AMAZING hu?! And I get to be the sister who received that type of email! Don't be jealous or hating! ;) There is enough of my Chick to share! :D
|
Still a blond and still a brunette -- More sister love than can be imagined! |
I am grateful for Mother's who know & act on what they know!
Inspired sisters make the world better!
P.S. My FIRST General Conference as a married woman! Two GREATS that I am in love with! Best time of year! In just two hours we will be listening to a living Prophet of God--right in the comfort of our home! You can join us if you would like! What to know what God wants us to be doing with the days like they are? Watch conference! What to know why we are here and what is the purpose of life? Watch conference! Lost and confused, feel little or no worth, YOU are not alone! Watch conference!
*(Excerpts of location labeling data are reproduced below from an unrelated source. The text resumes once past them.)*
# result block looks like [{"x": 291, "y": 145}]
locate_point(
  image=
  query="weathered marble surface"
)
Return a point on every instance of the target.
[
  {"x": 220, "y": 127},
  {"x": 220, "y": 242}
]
(It is going to be incredible!!! You just wait and see! Answers to prayers, revelation, direction for life. Test the Lord! He won't fail you. There is a purpose to this life. You lived before you were born. And we ALL will live again after this life! You are important. God has a plan for you! Don't believe me, that is okay. You can ask God for yourself. I promise in His way and timing, He will answer your every sincere prayer!)